Matters of Definition

The same week that the powerful steel and cement industries bowed to the Federal Trade Commission (see above), two lesser adversaries gave the agency an old-fashioned nose-thumbing.

Rayon or Estron? The issue in one case was the word rayon, a word used for years to describe the synthetic fabrics made from a cellulose base, chiefly by the viscose process. In the last 15 years, manufacturers have popularized another fabric which also has a cellulose base (cellulose acetate) but which differs from cellulose viscose -- it doesn't iron as well, but resists shrinking better. To keep customers from getting mixed up, the manufacturers thought it should have a distinguishing name. FTC argued that this would only confuse the public, insisted that both fabrics be labeled rayon.

Celanese Corp. of America, No. 1 maker of the acetate fabric, balked (by advertising it as "Celanese"), and was called on the carpet. Other producers put up as best they could with the growing complaints of buyers.

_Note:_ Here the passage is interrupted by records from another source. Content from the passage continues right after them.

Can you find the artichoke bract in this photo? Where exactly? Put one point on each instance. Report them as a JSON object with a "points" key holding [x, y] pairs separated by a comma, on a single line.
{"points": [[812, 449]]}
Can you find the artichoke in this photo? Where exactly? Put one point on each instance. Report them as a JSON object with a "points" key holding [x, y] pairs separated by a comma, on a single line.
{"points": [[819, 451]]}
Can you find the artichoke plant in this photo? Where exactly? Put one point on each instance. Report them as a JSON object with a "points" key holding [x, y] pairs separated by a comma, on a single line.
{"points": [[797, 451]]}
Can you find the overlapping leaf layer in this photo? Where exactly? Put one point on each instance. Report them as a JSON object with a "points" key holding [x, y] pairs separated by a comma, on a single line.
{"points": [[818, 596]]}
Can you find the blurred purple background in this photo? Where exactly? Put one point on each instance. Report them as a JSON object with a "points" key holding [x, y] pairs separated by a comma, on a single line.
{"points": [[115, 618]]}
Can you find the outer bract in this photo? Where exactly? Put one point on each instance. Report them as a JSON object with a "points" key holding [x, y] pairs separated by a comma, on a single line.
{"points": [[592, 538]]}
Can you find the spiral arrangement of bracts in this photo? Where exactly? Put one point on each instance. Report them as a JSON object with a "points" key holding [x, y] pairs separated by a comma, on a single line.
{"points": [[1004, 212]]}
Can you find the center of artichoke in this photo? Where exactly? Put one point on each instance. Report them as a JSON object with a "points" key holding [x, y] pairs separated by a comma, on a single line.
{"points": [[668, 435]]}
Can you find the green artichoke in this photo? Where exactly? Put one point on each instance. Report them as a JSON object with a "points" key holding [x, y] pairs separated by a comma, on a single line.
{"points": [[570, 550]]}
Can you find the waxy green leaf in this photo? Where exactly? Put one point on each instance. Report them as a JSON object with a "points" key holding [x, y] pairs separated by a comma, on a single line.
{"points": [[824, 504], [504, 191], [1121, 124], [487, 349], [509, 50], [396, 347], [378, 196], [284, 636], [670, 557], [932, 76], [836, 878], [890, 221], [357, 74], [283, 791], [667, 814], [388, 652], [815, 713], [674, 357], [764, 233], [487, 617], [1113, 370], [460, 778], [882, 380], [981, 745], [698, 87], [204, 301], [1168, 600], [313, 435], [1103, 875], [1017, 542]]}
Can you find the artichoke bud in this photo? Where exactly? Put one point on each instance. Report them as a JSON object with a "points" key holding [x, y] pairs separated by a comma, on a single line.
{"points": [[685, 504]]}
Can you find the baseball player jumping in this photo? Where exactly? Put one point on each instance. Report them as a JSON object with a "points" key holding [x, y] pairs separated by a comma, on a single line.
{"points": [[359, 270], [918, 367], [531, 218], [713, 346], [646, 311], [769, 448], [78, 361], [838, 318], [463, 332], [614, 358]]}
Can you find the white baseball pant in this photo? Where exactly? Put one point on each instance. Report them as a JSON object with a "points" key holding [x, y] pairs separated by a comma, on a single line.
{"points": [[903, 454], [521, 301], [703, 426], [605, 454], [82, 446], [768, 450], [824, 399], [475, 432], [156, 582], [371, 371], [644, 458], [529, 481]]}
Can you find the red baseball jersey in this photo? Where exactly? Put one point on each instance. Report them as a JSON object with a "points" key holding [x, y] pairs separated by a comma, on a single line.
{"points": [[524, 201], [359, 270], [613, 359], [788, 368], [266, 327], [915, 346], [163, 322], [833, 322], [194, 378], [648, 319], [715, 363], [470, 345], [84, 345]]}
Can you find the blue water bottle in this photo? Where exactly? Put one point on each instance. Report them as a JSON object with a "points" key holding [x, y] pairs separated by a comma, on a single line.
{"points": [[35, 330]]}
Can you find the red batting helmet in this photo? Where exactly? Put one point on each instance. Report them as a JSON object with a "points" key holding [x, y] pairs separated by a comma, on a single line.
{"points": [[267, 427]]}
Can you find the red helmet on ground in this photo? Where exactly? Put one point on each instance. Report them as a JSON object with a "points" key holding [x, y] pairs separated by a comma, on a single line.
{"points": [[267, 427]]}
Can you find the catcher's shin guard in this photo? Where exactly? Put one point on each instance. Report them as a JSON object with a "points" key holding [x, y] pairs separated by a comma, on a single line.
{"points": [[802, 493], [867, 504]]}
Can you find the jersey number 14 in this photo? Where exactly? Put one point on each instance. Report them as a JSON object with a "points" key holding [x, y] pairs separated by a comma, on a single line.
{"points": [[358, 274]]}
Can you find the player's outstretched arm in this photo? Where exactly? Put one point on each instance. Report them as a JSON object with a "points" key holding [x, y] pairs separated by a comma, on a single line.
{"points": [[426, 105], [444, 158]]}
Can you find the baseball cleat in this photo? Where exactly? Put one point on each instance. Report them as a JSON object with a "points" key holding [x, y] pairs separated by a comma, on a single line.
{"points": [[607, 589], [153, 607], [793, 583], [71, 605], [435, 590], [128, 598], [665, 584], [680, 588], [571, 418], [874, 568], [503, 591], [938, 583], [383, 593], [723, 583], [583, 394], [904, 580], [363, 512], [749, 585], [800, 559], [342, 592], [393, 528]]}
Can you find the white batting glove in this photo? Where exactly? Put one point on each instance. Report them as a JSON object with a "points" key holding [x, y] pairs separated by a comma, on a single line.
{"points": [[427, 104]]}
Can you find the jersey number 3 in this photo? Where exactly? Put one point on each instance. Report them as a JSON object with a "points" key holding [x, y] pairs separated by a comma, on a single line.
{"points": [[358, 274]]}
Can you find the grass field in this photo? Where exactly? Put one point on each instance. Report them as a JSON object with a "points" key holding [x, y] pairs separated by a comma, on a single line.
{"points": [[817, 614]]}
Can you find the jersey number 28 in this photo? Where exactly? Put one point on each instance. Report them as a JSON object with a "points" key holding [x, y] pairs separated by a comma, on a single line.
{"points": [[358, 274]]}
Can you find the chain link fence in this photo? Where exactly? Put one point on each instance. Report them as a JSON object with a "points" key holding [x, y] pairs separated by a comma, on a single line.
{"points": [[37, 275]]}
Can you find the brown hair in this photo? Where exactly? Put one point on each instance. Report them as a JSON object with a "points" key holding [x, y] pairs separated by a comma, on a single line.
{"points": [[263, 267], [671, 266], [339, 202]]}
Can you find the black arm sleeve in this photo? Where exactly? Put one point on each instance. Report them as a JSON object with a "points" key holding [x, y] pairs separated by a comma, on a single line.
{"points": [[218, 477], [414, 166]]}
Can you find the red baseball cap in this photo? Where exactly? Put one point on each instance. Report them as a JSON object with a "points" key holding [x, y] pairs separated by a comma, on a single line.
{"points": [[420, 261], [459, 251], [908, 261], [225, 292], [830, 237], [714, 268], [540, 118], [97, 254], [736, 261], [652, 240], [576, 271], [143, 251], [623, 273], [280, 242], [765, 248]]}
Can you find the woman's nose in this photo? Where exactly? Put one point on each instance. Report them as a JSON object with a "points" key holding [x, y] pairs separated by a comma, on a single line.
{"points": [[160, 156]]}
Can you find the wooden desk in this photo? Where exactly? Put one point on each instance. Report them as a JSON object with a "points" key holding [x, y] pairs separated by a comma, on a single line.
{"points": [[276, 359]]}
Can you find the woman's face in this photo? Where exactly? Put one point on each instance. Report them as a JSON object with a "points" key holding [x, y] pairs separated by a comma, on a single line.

Finally, last month, the American Society for Testing Materials (6,300 members representing producers, sellers, users) recommended a new name -- estron -- for the acetate fabric. FTC said nothing doing. Fed up, Tennessee Eastman Corp., No. 2 in the industry, last week announced that it would use the word estron anyway--and FTC could go to court about it.

Free or Strings? The second skirmish was over the word free, which FTC six months ago ruled out of ads if there were any strings at all to the offer. Last fortnight, FTC accused the Book-of-the-Month Club, the Literary Guild of America and four other book publishers of "false, misleading and deceptive" advertising because they offered "free" books to anyone who subscribed. Also wrong, charged FTC, were such terms as "bonus books'" and ''book dividends."

The National Better Business Bureau, Inc. and the Association of National Advertisers had already objected to the FTC ruling, on the grounds that most "free" offers clearly stated the conditions in un-deceptive terms. The book men, given 20 days to answer the charges in court, lost no time in speaking their minds out of court. Said one book club official: "Perfect nonsense." In the Literary Guild's full-page ads this week, the most prominent word in the copy, in black, inch-high capitals, was FREE.